Джин поглядела. В нескольких шагах дальше от нее пожилой китаец в тускло-зеленой куртке и кепке Мао по-черепашьи выворачивал голову к стене. Западные голоса становились узнаваемыми: они принадлежали супружеской паре, развязной и слишком уж недавно поженившейся с точки зрения спокойствия их спутников.

— У Мао Цзэдуна был толстый желтый дин-дон.

— Винсент! Бога ради!

— Просто проверяю, понимает ли хрыч в кепке Мао по-английски.

— Винсент! Скажи что-нибудь еще. Что-нибудь чистое.

— Ну ладно.

— Так скажи.

— Ты готова?

— Да. Говори же.

— У тебя замечательные ножки.

— Ой, Винсент, правда?

На этом Джин их оставила, но пожилой китаец все еще пригибался к их обмену упоенным самохвальством. Что лучше — не понимать ничего, как он, или все, как она?

Отбросив «пи» и вопрос о душе, Джин решила, что Китай оказался менее чужим и много более понятным, чем она ожидала. Правда, частично возникало ощущение, будто она слушает какой-то гномический голос, бормочущий что-то из огромной вогнутости пыльной стены. Но гораздо чаще впечатление было такое, будто слышишь свой родной язык, на котором говорят уверенно, но с другими подчеркнутостями. «Вазийческие времена…» Местные гиды часто начинали фразу с этих слов, и сперва Джин верила тому, что слышала — что китайцы называют старину азийческими временами, потому что именно тогда их культура достигла вершины господства. И даже когда она поняла, что они имеют в виду «архаические», Джин предпочитала слышать «азийческие». В азийческие времена…

«В полях мы ластим пшеницу и лис». Другие члены экскурсии, и первыми, конечно, развязные молодожены, захихикали, но Джин предпочитала этот альтернативный язык. «В полях ластут тлостник, свекла, калтофель и леди-с». «В тысяча девятьсот семидесятом хлам был обновлен». «Тепель мы посетим соббинг-центл».[6] Даже Джин улыбнулась, когда услышала это в Кантоне. Но улыбнулась она удачности такой подмены. Западные туристы покидали свои автобусы, чтобы потратить деньги на вещи, которые китайцы в подавляющем большинстве позволить себе не могли. Его справедливо называют «рыдающим центром». Кантонская Стена Плача.

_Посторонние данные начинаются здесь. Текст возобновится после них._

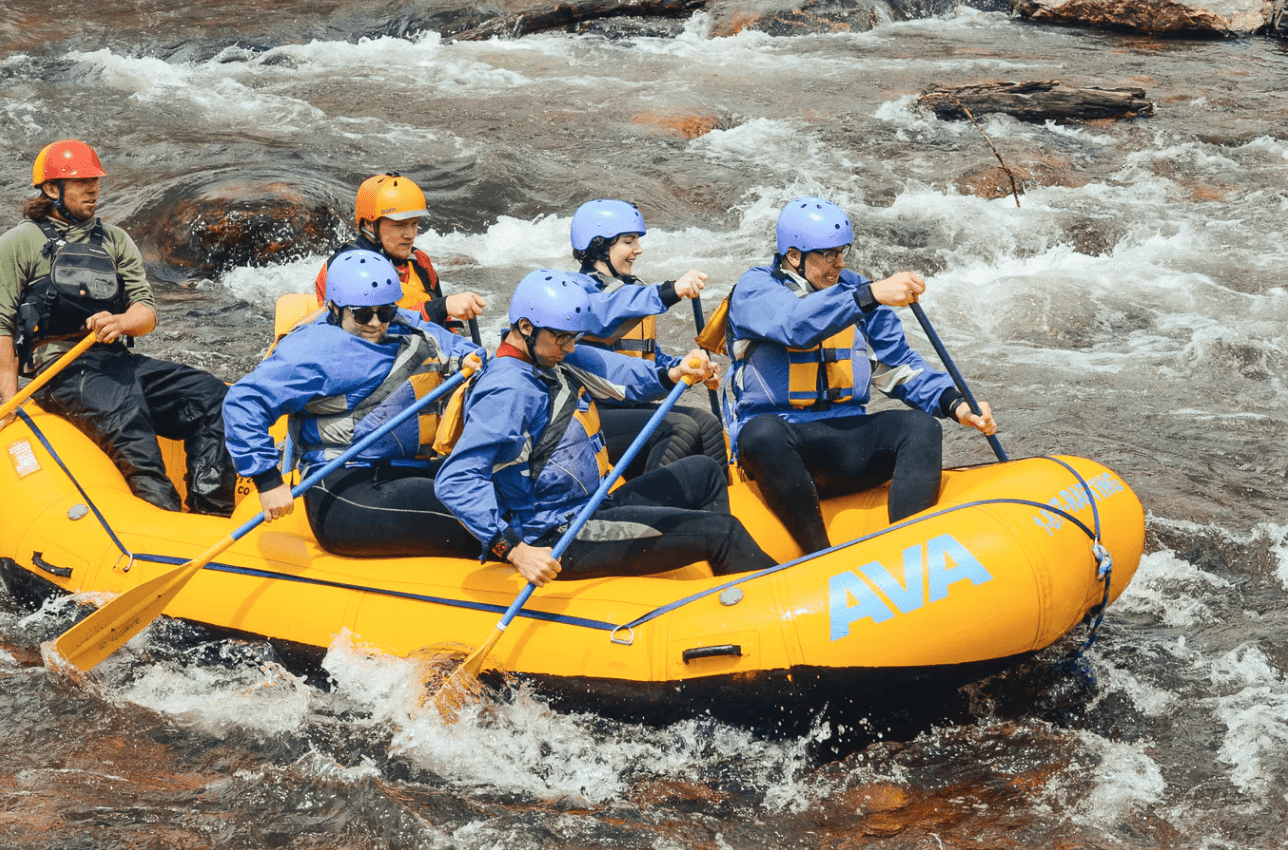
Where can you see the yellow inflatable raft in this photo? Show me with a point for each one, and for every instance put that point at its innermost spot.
(1013, 558)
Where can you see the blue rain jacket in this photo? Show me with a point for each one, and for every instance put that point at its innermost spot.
(487, 483)
(320, 361)
(767, 317)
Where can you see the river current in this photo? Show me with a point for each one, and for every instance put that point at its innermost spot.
(1131, 309)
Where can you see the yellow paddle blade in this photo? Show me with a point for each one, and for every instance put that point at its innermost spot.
(461, 687)
(108, 629)
(44, 377)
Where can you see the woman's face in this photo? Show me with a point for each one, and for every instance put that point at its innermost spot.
(624, 251)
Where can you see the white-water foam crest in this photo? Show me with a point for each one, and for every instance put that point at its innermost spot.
(1278, 536)
(1270, 144)
(1171, 590)
(541, 242)
(264, 283)
(1150, 701)
(219, 98)
(1253, 712)
(392, 61)
(519, 745)
(1125, 778)
(1198, 156)
(215, 698)
(773, 144)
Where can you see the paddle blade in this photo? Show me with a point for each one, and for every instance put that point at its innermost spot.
(111, 626)
(461, 687)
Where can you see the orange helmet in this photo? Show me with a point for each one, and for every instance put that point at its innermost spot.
(66, 159)
(388, 196)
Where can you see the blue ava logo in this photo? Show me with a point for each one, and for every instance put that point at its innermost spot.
(929, 571)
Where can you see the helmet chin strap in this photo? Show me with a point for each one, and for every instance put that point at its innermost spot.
(530, 340)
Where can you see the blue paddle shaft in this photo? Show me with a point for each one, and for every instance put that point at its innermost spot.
(349, 453)
(593, 505)
(957, 376)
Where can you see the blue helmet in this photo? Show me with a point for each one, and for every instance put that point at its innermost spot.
(550, 299)
(362, 278)
(604, 218)
(813, 224)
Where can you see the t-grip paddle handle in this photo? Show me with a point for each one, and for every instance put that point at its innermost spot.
(957, 376)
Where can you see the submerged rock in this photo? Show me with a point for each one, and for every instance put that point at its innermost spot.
(1159, 17)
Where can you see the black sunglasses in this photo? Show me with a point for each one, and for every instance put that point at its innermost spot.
(563, 338)
(362, 314)
(832, 255)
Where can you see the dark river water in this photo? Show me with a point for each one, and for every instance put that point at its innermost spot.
(1131, 309)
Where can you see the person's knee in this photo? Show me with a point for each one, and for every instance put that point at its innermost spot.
(763, 438)
(921, 430)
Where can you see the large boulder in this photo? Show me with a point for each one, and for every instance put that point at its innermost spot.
(1158, 17)
(204, 224)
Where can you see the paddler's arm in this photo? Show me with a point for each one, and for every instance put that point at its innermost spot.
(493, 435)
(277, 385)
(8, 375)
(764, 309)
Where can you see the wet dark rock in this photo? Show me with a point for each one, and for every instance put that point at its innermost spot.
(1158, 17)
(572, 16)
(818, 16)
(1037, 101)
(237, 218)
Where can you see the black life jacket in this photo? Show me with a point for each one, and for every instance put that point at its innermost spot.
(81, 281)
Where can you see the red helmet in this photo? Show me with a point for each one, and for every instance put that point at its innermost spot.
(66, 159)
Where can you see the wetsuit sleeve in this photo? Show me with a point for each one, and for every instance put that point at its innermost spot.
(129, 265)
(497, 420)
(764, 309)
(281, 384)
(617, 376)
(899, 371)
(624, 305)
(13, 274)
(452, 344)
(435, 312)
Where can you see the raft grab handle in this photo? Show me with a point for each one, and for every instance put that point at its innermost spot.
(39, 560)
(711, 652)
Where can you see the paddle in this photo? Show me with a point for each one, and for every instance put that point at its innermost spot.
(451, 693)
(102, 632)
(957, 376)
(701, 322)
(44, 377)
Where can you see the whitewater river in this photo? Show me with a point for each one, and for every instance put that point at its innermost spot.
(1131, 309)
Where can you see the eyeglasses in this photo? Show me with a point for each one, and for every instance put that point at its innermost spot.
(563, 338)
(832, 255)
(363, 314)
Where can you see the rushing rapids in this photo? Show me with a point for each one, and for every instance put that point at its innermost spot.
(1130, 309)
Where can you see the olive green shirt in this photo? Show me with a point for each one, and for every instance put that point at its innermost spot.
(22, 260)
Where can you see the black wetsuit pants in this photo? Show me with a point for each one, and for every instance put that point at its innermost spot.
(795, 464)
(684, 432)
(384, 510)
(663, 520)
(124, 401)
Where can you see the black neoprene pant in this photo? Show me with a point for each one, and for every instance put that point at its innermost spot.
(684, 432)
(662, 520)
(124, 401)
(795, 464)
(387, 511)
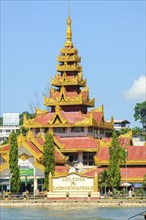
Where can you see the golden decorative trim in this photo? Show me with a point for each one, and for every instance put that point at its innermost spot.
(68, 50)
(67, 67)
(40, 111)
(20, 139)
(127, 135)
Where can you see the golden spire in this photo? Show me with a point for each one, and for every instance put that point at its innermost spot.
(68, 31)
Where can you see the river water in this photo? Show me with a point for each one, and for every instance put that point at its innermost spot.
(36, 213)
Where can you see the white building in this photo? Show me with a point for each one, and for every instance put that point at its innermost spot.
(10, 123)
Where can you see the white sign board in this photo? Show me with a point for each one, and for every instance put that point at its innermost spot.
(73, 182)
(11, 119)
(25, 163)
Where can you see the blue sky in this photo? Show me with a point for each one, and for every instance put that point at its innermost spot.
(110, 38)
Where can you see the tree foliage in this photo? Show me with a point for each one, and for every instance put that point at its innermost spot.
(103, 179)
(123, 131)
(140, 113)
(13, 163)
(117, 157)
(49, 158)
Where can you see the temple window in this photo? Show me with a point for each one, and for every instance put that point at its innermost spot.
(1, 160)
(90, 129)
(46, 130)
(77, 129)
(59, 130)
(88, 158)
(101, 131)
(37, 130)
(73, 158)
(40, 184)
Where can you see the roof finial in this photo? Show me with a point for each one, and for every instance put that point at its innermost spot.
(68, 31)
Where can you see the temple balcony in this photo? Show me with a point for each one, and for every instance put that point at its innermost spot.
(67, 81)
(65, 68)
(68, 51)
(68, 101)
(71, 58)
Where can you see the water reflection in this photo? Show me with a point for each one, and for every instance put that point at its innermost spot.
(70, 214)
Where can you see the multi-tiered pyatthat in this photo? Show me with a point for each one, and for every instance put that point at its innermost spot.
(71, 92)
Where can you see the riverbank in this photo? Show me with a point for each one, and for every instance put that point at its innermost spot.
(74, 203)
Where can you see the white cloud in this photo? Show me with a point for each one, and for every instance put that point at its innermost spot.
(138, 90)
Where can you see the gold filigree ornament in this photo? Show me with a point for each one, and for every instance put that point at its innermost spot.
(24, 156)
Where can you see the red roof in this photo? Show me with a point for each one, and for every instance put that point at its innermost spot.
(98, 116)
(103, 154)
(133, 172)
(61, 169)
(33, 147)
(135, 153)
(124, 141)
(79, 143)
(71, 117)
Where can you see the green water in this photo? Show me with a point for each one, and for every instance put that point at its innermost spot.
(70, 214)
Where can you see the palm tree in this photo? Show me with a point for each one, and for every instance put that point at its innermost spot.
(104, 179)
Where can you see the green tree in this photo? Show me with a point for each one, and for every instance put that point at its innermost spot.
(117, 157)
(13, 163)
(144, 182)
(49, 158)
(136, 131)
(103, 179)
(123, 131)
(140, 113)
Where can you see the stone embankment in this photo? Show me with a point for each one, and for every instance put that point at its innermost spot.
(74, 203)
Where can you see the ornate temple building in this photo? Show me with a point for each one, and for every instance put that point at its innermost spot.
(80, 135)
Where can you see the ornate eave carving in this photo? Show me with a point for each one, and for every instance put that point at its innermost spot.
(68, 50)
(63, 99)
(67, 67)
(24, 156)
(29, 123)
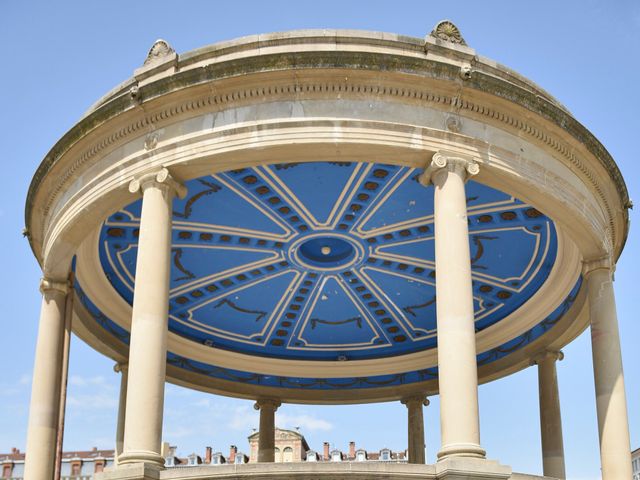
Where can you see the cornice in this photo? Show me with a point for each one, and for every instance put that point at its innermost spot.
(371, 61)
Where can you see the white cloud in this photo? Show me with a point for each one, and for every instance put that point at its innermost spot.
(305, 422)
(93, 401)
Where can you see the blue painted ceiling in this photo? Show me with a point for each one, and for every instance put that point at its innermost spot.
(327, 260)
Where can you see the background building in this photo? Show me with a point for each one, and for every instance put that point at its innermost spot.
(79, 465)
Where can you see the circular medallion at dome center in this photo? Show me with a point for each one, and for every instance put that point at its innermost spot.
(328, 260)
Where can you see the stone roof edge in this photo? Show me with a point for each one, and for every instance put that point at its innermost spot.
(120, 101)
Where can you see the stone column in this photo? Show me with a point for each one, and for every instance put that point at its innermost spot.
(415, 428)
(148, 344)
(550, 418)
(267, 432)
(45, 390)
(611, 403)
(122, 407)
(458, 373)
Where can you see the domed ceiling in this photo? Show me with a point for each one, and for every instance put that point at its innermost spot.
(328, 261)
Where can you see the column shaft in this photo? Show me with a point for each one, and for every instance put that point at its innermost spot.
(415, 429)
(611, 404)
(45, 390)
(457, 369)
(122, 408)
(267, 432)
(550, 418)
(64, 378)
(148, 344)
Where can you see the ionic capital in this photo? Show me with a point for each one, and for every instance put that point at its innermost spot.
(158, 179)
(121, 367)
(267, 403)
(602, 263)
(454, 163)
(48, 285)
(555, 355)
(419, 399)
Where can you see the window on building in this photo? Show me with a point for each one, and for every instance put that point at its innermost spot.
(287, 454)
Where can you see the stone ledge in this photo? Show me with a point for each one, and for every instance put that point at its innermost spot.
(450, 469)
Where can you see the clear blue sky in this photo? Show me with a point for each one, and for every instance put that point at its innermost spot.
(59, 57)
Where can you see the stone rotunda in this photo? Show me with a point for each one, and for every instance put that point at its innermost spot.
(328, 217)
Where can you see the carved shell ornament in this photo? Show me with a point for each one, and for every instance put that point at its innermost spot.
(447, 31)
(158, 51)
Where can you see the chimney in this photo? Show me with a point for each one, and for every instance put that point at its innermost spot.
(232, 454)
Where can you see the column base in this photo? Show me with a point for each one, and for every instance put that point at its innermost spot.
(461, 450)
(133, 471)
(464, 468)
(147, 458)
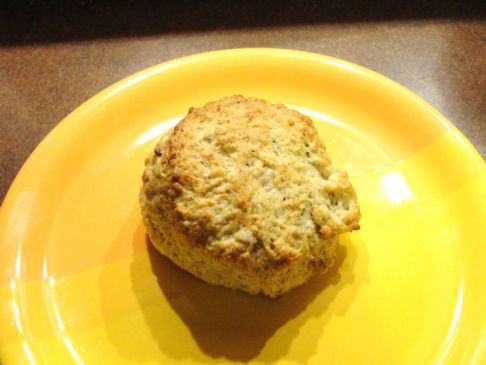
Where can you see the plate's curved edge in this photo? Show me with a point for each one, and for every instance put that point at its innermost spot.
(162, 67)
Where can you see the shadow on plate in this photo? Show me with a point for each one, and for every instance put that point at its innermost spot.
(237, 326)
(154, 311)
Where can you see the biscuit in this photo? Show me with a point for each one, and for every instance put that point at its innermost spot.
(242, 193)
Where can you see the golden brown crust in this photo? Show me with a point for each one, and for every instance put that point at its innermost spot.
(247, 184)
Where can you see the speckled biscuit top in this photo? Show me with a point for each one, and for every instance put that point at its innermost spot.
(250, 181)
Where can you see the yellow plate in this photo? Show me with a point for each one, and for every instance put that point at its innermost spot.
(78, 283)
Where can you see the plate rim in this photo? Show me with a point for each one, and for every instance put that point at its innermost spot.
(143, 74)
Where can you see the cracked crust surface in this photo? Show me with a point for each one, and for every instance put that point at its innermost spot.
(242, 193)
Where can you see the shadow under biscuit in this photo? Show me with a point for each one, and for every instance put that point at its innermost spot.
(233, 324)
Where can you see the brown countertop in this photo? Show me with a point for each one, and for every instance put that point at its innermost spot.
(51, 60)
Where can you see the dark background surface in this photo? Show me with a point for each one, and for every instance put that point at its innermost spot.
(56, 54)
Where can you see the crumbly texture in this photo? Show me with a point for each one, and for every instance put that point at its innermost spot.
(242, 193)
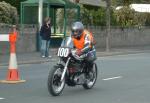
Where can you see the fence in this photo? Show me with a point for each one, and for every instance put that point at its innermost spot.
(120, 37)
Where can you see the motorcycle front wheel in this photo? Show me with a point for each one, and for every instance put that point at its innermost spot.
(91, 77)
(54, 83)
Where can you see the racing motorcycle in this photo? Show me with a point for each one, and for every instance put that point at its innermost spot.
(71, 69)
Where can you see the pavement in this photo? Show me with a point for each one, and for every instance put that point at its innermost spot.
(35, 57)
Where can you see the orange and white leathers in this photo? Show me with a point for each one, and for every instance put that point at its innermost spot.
(85, 45)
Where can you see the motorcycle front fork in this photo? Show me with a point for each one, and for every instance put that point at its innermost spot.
(65, 69)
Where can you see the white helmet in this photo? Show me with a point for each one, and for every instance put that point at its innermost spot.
(77, 29)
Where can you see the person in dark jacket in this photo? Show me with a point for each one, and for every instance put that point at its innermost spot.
(45, 34)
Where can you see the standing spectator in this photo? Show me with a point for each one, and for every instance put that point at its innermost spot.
(45, 34)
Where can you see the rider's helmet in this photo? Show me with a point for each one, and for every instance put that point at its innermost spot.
(77, 29)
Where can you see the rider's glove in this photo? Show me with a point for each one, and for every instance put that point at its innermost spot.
(78, 52)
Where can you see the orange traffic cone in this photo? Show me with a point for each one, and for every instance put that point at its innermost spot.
(13, 74)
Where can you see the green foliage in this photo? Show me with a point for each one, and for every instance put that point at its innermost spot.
(8, 13)
(128, 17)
(93, 16)
(15, 3)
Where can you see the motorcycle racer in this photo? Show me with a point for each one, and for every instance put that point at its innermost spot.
(83, 42)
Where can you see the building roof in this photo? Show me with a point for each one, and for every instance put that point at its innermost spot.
(138, 7)
(94, 2)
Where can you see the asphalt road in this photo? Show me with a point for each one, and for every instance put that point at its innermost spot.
(121, 79)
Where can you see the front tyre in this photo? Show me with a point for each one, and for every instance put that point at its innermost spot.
(54, 83)
(91, 77)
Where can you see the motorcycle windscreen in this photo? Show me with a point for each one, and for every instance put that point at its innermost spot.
(67, 42)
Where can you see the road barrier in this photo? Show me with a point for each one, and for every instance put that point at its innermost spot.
(13, 73)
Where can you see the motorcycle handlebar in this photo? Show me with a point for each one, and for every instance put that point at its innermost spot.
(73, 52)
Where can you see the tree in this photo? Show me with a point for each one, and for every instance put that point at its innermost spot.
(15, 3)
(8, 13)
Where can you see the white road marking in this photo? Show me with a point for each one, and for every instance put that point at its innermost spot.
(113, 78)
(1, 98)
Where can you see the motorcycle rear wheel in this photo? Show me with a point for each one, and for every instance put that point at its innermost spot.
(54, 83)
(92, 77)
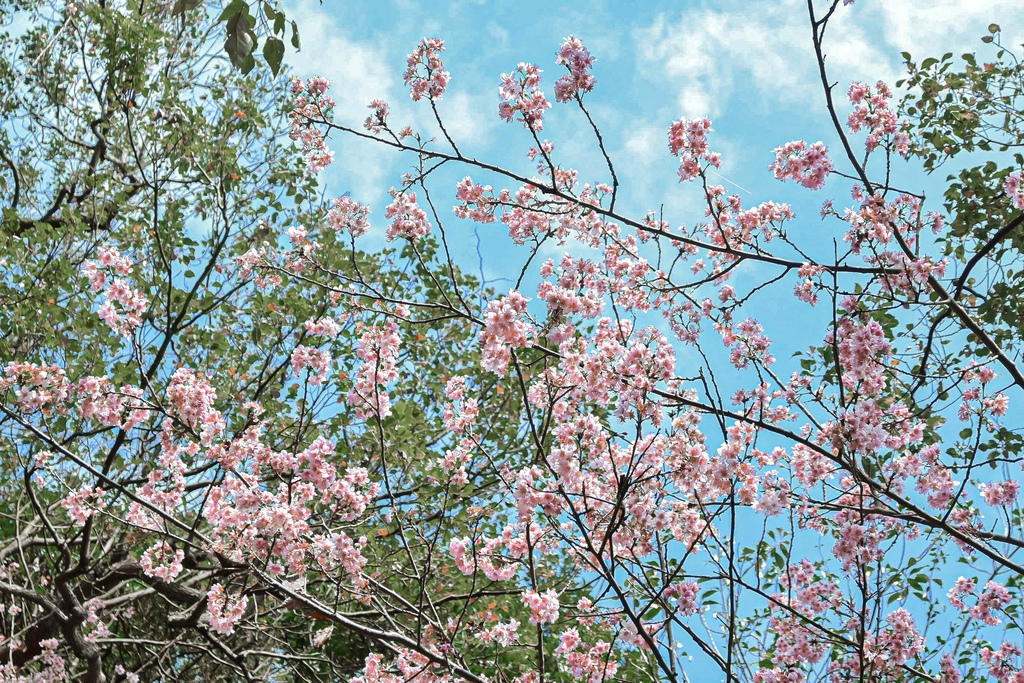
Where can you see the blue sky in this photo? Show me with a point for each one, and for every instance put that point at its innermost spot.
(748, 66)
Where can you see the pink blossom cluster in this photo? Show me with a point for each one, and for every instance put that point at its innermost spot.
(993, 598)
(476, 203)
(483, 555)
(748, 342)
(688, 140)
(579, 60)
(347, 214)
(1014, 188)
(543, 606)
(863, 352)
(224, 611)
(192, 398)
(310, 105)
(315, 359)
(325, 327)
(52, 668)
(250, 262)
(504, 330)
(378, 349)
(83, 503)
(161, 561)
(37, 387)
(805, 290)
(808, 165)
(872, 112)
(576, 288)
(408, 218)
(462, 412)
(684, 594)
(377, 121)
(1004, 664)
(124, 306)
(521, 95)
(502, 634)
(97, 399)
(1000, 494)
(426, 75)
(593, 664)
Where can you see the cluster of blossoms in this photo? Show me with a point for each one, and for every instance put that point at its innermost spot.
(688, 140)
(311, 103)
(124, 306)
(873, 114)
(433, 79)
(462, 412)
(377, 121)
(160, 561)
(224, 612)
(748, 342)
(347, 214)
(1014, 187)
(83, 503)
(53, 669)
(579, 60)
(805, 290)
(37, 387)
(543, 606)
(808, 165)
(408, 218)
(97, 399)
(521, 95)
(378, 349)
(192, 399)
(505, 330)
(993, 598)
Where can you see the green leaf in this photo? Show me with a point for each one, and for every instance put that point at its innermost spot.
(273, 52)
(240, 41)
(232, 8)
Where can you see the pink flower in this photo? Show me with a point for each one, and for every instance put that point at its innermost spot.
(317, 360)
(543, 608)
(408, 219)
(807, 165)
(159, 562)
(311, 104)
(349, 215)
(999, 494)
(224, 613)
(872, 112)
(426, 75)
(578, 59)
(688, 140)
(521, 96)
(505, 330)
(1014, 188)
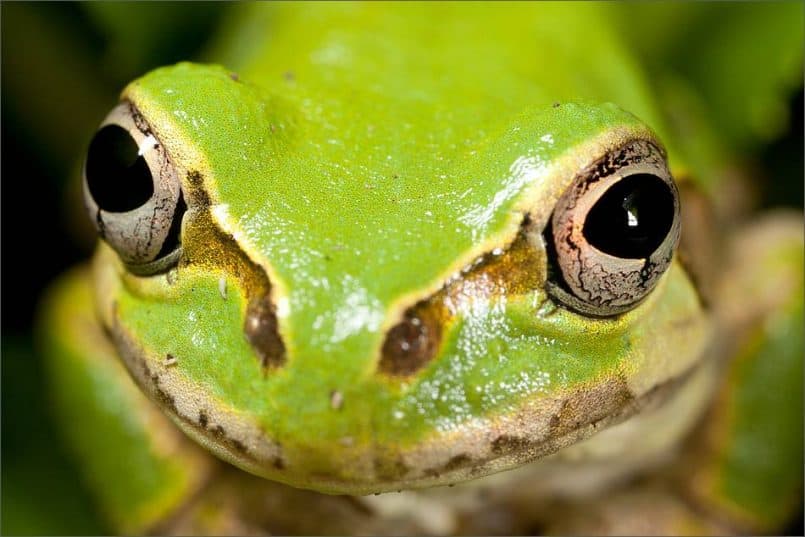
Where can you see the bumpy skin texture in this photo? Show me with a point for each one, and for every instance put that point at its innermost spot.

Нет, эта земля не казалась такой уж странной. В деревнях было много бедности и простоты, но они представали перед Джин в образах, которые могли бы принадлежать ее собственному детству. Поросенок, притороченный к седлу велосипеда на дороге, ведущей к рынку; старуха, покупающая два яйца с лотка, яростно проверяя их на просвет; дробная россыпь слов торгующихся покупателя и продавца, потный раскоряченный ритуал пахаря, идущего за плугом, и заплатанная одежда. Все это, после войны в значительной мере исчезнувшее на Западе, тут цвело пышным цветом: в сычуаньской деревушке, где автобус сделал остановку для посещения уборной и фотографирования, она увидела сушащееся заплатанное кухонное полотенце. Сушилось оно не на веревке, а на бамбуковом шесте, всунутом между сучьями баньяна, и заплаток на полотенце было больше, чем исходной ткани.

Старая бедность выглядела знакомой; а воплощения новых денег даже еще более знакомыми: большие радиоприемники, японские фотокамеры, яркая одежда, подчеркнуто исключающая синий и тускло-зеленый цвета, уныло обязательные в недавнем прошлом. И солнечные очки: парни, чьи транзисторы гремели, даже когда они дефилировали вокруг мемориала Сунь Ятсена в Наньцзине, щеголяли в солнечных очках, пусть небо было пасмурным и тучи нависали низко. Джин заметила, что считалось стильным не отдирать ярлычок с названием фирмы.

В наньцзинском зоопарке две персидские кошки сидели в клетке с надписью «Персидские кошки». В коммуне под Ченду они осмотрели маленькую мастерскую, где меховые манто шились из собачьих шкур; молодожены оделись в немецко-овчарочные и попозировали перед камерами друг друга. В бэйцзинском цирке они видели, как жонглер жонглировал золотыми рыбками, с гордым апломбом вынимая их из широких рукавов своей шелковой куртки — Джин этот трюк показался не особенно трудным. В Кантоне на Промышленной Ярмарке они видели пластмассовый бонсай.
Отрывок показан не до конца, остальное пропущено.